APPLICATION OF THE PRINCIPLE OF NE BIS IN IDEM IN CRIMINAL MATTERS IN THE EU
Abstract
The ne bis in idem principle is included in many national, European and
international legal instruments. This principle is part of the European
Union’s area of Freedom, Security and Justice. It is included in the main
EU legal sources, such as, Articles 54 to 58 of the Convention
Implementing the Schengen Agreement (“CISA”), and Article 50 of the
Charter of Fundamental Rights of the European Union (“Charter”). The
Court of Justice of EU in its case law (see inter alia Gözütok and Brügge,
Gasparini) has stated that the objective of the ne bis in idem principle is
to ensure that no one is prosecuted for the same acts in several Member
States on account of the fact that he exercises his right to freedom of
movement. The principle is also included in a large number of EU
instruments on judicial cooperation in criminal matters, including mutual
recognition instruments, such as, the Framework Decision 2002/584/JHA
on the European Arrest Warrant (“FD EAW”) and the Directive
2014/41/EU on the European investigation Order in criminal matters.

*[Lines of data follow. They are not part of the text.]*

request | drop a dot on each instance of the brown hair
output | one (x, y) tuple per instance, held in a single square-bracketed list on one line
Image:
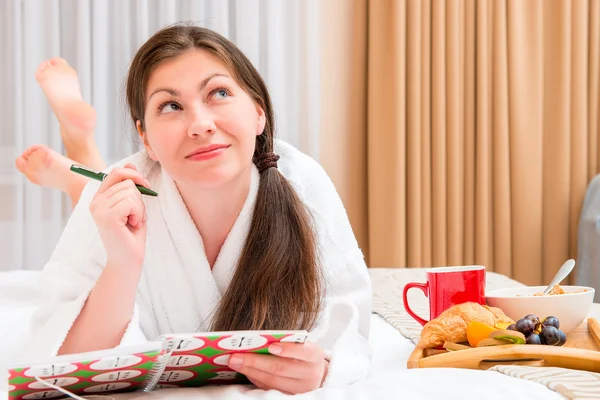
[(277, 283)]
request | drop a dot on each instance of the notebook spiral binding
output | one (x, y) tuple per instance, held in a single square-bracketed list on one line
[(159, 367)]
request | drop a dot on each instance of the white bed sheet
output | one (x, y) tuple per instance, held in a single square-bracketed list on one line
[(390, 380)]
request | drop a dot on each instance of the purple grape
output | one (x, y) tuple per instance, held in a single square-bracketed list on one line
[(533, 318), (552, 321), (525, 326), (562, 338), (550, 335), (534, 338)]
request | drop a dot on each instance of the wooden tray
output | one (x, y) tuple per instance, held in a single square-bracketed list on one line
[(581, 351)]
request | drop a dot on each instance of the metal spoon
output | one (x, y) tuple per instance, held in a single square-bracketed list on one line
[(562, 273)]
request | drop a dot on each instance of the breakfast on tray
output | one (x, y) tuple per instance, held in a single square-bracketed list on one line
[(471, 327), (468, 325)]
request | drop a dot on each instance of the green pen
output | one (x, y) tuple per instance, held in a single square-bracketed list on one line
[(99, 176)]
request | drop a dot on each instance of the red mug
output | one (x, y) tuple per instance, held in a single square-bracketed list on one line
[(447, 286)]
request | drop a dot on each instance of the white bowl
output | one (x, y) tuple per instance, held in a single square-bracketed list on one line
[(570, 308)]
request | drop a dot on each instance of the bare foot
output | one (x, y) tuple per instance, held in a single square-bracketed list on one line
[(45, 167), (77, 118)]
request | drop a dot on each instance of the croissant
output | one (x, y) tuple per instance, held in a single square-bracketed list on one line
[(451, 325)]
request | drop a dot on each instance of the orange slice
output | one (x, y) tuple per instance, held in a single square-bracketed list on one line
[(477, 331), (502, 325)]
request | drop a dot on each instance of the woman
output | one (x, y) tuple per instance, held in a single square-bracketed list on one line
[(237, 239)]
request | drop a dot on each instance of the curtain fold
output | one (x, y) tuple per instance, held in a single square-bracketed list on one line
[(482, 131)]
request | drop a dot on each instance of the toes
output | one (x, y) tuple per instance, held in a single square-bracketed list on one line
[(21, 163), (56, 61), (30, 150)]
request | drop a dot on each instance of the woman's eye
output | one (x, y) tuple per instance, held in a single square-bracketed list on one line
[(221, 93), (168, 107)]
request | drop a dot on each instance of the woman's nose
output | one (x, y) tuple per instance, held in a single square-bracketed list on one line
[(201, 123)]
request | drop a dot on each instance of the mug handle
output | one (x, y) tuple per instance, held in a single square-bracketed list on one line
[(425, 288)]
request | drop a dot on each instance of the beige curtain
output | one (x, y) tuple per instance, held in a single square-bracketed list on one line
[(463, 131)]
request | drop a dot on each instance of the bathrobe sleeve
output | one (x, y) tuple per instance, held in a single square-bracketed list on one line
[(344, 324), (67, 280)]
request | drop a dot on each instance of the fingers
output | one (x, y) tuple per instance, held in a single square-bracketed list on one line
[(122, 199), (309, 352), (283, 384), (273, 366)]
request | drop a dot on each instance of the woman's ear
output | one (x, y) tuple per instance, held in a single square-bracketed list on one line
[(144, 137), (262, 120)]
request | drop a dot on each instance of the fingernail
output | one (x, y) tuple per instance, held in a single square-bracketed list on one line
[(236, 361), (275, 348)]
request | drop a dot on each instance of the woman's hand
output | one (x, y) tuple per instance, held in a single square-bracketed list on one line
[(294, 367), (120, 215)]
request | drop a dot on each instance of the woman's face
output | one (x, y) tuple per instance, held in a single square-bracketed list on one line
[(199, 123)]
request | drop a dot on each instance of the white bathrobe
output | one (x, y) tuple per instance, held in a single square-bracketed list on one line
[(178, 291)]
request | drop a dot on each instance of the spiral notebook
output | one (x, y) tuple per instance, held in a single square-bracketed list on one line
[(174, 360)]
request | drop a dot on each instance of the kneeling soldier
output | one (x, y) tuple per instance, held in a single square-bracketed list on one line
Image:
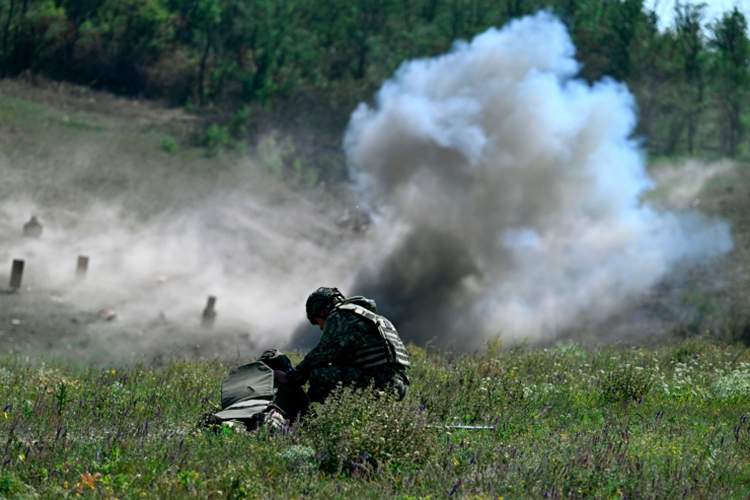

Moreover, the ne bis in idem principle is included in Article 4 of Protocol
7 to the European Convention on Human Rights. The authors analyze the
practice of the Court of Justice of the European Union, paralleling the
scope of the practice of the European Court of Human Rights. On the
basis of the achieved standards, which have been developed by the
practice of these courts, the authors see the implications for the
application of this principle in Serbian judicial practice.